Rivalry vs. Reality

Posted: June 19, 2013 in Philadelphia

A few days ago, three radio hosts from Atlanta sports radio station 790 “The Zone” were suspended then subsequently fired after the station aired a fake phone call with someone being former New Orleans Saints safety Steve Gleason.

Now, the Atlanta Falcons’ biggest rival in the NFL is the New Orleans Saints. Having lived in Atlanta for a year and a half I can vouch for that, although Atlanta is more of a college football and baseball city (but that is beside the point). The point is, Falcons fans HATE the Saints and they will be the first ones to tell you that.

That being said, there is more to the aforementioned radio skit mocking former Saint Steve Gleason that cost three radio hosts their jobs. Steve Gleason was diagnosed with Amyotrophic Lateral Sclerosis (ALS), also known as Lou Gehrig’s Disease, back in 2011 and continues to battle the disease to this day. Anyone who knows anything about ALS knows that there is nothing funny about it. The disease is debilitating and almost always fatal (and it’s not a quick death). Make no mistake about it, there is NOTHING funny about ALS, and the toll it takes on its victims is very, very serious.
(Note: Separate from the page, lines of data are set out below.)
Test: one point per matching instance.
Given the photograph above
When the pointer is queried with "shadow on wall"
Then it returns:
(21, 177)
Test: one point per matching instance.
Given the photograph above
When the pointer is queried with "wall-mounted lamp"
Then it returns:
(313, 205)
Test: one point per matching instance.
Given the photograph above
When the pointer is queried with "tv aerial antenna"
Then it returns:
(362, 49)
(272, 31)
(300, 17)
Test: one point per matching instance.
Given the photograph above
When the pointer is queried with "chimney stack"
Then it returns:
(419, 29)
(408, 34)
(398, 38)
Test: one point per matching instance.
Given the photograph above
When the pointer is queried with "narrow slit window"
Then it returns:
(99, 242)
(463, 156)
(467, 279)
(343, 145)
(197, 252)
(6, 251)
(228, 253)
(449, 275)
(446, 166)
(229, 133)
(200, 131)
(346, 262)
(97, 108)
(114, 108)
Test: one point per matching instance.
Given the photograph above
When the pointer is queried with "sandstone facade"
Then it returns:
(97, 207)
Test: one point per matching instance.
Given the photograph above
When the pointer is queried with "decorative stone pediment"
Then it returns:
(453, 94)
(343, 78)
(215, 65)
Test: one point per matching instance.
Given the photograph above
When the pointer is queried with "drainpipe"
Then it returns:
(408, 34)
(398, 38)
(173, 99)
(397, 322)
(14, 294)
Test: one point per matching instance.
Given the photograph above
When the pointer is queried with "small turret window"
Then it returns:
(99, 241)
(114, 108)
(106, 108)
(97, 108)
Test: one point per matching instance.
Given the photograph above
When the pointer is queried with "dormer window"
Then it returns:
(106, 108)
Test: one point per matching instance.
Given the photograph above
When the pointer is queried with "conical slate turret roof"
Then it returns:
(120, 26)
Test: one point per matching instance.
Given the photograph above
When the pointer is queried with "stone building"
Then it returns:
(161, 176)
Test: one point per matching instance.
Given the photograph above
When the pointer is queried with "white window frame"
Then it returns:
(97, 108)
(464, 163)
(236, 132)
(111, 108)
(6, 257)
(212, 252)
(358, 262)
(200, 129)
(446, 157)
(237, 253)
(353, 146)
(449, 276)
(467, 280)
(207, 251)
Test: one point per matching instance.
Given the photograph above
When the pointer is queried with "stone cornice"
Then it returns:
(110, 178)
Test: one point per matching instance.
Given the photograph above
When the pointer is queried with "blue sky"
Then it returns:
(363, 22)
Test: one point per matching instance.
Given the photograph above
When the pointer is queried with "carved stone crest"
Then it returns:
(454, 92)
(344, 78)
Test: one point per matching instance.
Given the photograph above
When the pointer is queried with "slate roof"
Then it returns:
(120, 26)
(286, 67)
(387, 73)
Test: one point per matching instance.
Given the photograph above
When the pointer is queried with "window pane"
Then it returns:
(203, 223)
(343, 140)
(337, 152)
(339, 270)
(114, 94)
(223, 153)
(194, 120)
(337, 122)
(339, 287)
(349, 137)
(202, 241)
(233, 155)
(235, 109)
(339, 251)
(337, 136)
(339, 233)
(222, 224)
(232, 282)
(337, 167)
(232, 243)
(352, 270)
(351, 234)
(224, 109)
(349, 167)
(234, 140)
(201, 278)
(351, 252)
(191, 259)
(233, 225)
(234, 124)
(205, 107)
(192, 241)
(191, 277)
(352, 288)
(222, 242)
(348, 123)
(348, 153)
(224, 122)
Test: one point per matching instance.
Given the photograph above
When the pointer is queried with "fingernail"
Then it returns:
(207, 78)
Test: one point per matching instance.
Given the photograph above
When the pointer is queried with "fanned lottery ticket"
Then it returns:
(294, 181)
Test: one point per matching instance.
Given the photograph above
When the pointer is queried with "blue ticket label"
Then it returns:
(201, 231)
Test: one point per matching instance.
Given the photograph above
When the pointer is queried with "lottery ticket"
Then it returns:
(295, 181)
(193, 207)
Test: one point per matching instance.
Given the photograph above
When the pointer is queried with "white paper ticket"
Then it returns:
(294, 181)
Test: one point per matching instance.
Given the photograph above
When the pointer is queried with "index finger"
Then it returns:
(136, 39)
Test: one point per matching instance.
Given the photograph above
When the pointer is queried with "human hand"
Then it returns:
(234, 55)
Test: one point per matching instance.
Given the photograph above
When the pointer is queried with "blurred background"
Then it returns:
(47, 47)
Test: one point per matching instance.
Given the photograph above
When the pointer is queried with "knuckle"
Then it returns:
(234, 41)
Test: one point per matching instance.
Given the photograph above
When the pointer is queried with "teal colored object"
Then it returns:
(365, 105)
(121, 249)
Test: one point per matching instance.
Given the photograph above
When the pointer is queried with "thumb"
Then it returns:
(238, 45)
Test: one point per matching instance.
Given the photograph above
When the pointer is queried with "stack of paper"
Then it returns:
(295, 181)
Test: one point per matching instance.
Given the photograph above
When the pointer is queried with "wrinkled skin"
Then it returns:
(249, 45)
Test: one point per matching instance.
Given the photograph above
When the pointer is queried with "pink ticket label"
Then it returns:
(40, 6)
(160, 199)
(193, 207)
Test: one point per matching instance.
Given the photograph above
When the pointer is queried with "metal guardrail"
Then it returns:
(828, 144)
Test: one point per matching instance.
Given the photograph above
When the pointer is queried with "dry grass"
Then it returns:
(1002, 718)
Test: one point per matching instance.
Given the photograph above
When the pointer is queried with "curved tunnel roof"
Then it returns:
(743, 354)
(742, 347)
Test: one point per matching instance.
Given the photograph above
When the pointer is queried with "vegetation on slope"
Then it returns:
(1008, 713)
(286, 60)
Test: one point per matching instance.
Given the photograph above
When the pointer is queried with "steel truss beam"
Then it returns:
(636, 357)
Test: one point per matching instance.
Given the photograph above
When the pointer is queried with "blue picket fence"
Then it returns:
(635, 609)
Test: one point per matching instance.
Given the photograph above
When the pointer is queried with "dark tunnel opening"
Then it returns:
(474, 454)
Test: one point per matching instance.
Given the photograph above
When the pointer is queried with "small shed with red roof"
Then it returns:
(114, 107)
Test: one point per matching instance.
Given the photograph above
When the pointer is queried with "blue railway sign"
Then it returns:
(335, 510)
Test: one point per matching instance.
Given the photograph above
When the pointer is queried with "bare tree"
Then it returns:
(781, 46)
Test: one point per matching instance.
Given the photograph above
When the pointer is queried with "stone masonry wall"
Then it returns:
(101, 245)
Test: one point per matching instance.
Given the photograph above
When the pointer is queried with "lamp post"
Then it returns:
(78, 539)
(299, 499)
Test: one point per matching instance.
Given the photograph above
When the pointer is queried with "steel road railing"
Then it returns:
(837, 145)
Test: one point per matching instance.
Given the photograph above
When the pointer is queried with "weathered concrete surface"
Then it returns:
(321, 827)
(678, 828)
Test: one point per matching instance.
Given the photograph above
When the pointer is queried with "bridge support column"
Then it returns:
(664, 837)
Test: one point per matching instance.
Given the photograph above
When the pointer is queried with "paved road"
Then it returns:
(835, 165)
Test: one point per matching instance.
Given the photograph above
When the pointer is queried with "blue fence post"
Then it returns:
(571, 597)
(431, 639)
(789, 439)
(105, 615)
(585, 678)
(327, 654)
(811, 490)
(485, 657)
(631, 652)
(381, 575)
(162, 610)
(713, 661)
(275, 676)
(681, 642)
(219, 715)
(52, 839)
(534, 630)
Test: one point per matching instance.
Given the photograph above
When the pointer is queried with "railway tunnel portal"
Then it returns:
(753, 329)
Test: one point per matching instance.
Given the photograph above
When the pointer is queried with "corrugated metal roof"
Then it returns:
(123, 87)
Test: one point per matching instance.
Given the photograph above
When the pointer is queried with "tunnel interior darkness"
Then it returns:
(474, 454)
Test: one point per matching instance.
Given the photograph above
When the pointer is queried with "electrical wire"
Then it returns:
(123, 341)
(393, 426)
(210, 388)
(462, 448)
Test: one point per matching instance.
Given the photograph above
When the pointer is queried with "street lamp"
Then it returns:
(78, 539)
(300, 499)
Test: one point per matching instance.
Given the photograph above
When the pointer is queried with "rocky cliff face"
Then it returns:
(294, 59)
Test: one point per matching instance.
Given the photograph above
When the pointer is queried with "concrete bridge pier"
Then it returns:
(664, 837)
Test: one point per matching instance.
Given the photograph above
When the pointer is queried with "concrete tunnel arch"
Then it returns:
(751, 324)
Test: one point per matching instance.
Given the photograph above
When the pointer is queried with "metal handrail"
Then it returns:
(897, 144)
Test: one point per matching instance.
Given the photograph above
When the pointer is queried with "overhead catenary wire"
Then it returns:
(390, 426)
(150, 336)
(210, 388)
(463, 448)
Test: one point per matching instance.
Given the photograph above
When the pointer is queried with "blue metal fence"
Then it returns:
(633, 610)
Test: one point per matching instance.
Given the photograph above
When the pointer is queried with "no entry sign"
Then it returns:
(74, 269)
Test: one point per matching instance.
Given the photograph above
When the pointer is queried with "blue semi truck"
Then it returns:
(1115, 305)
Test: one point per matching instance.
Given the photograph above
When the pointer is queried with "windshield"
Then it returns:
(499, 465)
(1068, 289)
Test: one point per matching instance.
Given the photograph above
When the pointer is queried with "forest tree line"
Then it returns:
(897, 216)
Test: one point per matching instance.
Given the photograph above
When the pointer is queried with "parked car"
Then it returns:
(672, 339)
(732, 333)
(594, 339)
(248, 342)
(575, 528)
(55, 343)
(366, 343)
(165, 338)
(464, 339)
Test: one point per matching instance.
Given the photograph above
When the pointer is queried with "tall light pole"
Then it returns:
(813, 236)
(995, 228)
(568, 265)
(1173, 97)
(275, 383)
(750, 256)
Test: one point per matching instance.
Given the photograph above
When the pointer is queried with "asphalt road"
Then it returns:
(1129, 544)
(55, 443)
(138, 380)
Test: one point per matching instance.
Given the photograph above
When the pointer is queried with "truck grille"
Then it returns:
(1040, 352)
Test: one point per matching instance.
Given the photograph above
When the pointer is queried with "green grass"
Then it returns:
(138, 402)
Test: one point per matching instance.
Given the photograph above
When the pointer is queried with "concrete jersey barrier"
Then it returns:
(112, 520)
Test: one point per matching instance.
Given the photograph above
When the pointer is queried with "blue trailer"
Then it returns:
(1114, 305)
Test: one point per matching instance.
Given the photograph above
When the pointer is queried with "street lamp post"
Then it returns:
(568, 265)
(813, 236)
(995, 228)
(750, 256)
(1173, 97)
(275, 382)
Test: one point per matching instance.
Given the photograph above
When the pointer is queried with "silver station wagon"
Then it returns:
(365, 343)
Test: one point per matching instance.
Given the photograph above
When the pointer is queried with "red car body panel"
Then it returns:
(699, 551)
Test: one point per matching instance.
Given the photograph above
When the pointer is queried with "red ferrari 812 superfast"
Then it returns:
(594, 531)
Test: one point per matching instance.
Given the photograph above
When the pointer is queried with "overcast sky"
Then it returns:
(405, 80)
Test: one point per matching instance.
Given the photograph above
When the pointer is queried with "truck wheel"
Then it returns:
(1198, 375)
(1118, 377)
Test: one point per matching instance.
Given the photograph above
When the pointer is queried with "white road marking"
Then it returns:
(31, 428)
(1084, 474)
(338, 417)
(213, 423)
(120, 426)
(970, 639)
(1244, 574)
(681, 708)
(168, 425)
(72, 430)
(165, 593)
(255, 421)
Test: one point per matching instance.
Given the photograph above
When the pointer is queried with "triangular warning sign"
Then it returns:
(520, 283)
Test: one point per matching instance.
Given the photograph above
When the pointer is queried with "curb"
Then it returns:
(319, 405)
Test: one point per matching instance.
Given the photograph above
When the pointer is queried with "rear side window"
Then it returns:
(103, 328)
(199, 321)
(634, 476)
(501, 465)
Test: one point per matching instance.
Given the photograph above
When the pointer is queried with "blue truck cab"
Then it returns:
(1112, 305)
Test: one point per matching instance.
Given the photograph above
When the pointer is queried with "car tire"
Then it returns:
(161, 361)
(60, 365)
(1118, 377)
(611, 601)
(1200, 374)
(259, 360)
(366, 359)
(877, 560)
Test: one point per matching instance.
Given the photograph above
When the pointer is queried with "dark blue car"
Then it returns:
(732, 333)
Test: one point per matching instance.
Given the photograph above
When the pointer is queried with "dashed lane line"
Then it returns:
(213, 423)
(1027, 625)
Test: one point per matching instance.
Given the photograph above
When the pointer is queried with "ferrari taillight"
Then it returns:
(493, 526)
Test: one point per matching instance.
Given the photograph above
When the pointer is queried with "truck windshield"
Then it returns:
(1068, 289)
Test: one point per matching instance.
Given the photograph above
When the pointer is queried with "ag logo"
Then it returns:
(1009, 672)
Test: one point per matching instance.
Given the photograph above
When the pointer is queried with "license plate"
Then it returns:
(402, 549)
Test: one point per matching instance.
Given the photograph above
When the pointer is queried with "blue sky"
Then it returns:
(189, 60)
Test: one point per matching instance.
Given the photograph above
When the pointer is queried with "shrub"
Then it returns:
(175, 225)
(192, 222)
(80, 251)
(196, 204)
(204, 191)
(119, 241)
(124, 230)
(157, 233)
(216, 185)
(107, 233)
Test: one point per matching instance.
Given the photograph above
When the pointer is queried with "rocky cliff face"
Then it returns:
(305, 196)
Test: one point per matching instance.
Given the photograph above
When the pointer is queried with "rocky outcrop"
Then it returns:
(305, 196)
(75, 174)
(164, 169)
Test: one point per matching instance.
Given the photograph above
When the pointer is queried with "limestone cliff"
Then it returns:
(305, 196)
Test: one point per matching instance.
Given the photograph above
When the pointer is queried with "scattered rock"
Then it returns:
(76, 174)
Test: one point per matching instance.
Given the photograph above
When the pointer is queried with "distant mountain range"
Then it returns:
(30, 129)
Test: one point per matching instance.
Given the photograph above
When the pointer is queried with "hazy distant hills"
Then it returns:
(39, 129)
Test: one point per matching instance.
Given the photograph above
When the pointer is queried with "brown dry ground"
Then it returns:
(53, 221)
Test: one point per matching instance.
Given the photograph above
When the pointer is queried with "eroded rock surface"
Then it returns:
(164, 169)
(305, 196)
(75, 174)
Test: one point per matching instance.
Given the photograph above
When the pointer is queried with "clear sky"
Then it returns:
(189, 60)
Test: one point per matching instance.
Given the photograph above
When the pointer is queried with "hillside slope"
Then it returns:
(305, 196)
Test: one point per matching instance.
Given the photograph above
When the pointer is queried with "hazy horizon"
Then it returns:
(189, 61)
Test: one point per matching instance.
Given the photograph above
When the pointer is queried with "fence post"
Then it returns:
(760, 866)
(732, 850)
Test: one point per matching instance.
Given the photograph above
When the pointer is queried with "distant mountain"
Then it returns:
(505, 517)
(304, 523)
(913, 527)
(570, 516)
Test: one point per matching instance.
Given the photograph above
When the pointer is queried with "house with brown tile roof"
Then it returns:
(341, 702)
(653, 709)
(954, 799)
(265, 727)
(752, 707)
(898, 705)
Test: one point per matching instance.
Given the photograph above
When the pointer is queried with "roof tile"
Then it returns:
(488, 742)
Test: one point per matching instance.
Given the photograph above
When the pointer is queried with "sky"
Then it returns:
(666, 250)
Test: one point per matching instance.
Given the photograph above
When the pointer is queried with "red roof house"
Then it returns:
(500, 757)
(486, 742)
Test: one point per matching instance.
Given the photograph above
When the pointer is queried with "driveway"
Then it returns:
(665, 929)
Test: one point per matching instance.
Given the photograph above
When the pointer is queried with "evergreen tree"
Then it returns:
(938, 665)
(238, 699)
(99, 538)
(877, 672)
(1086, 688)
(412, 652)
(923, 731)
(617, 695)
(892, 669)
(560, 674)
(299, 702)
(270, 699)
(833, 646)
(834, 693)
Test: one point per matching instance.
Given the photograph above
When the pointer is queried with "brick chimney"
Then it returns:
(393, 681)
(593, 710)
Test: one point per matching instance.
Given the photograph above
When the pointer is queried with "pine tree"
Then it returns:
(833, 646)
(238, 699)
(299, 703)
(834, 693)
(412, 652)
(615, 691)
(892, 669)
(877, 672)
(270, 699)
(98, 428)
This is where us fans need to be aware of the line that separates a rivalry from reality. Unfortunately, the three radio hosts (and the heads of that station for that matter) crossed that line.

This incident was not the only time that the line was crossed.

The rivalry between the University of Alabama and Auburn University is quite possibly the most fierce rivalries in the country, and it is the most fierce during college football season. After Auburn came back to beat Alabama 28-27 in the 2010 Iron Bowl (the name given to their annual matchup), A caller named “Al” from Dadeville, Alabama called in to sports radio host Paul Feinbaum’s radio show and claimed that he poisoned the famous oak trees that fans roll with toilet paper after big wins at Toomer’s Corner on Auburn’s campus.

Harvey Updyke Jr., a retired Texas state trooper, was taken into custody on February 17, 2011 and charged with one count of criminal mischief, a class C felony in Alabama. On March 22, 2013, he received a 3 year split sentence, which includes 6 months incarceration and jail credit for time already served. Upon release, Updyke is sentenced to 5 years supervised probation with a 7 pm curfew.

Harvey Updyke Jr., a retired Texas state trooper, was taken into custody on February 17, 2011 and charged with one count of criminal mischief, a class C felony in Alabama. On March 22, 2013, he received a 3 year split sentence, which includes 6 months incarceration and jail credit for time already served. Upon release, Updyke is sentenced to 5 years supervised probation with a 7 pm curfew.

After an investigation, there were large amounts of Spike 80 DF in the roots of the oak trees. “Al”, who was actually a rabid Alabama Crimson Tide fan named Harvey Updyke Jr., had in fact poisoned the over 200 year-old trees (which were recently removed).

This is yet another example of when fans cross the lines of a rivalry and venture into reality. Don’t get me wrong, I love a fierce sports rivalry. Rivalries make sports great, not to mention they make for some unforgettable games. However there is a certain point where it is no longer about sports or your team’s rival(s), it is about real life and real life situations.

It doesn’t matter how much you hate a team or the players on that team. Off of the field/court/ice, things are different. When news spread of the failed skit by the Atlanta radio station, everyone was outraged. When the trees were poisoned, Crimson Tide fans were just as disgusted with Updyke as Auburn Tigers fans were.

When you watch your team play, by all means cheer, boo, be a fan and enjoy the game. There is nothing wrong with hating your rivals, it’s part of what makes a great rivalry.

Just don’t cross the line into real-life. You will regret it, just like those three unemployed radio hosts in Atlanta.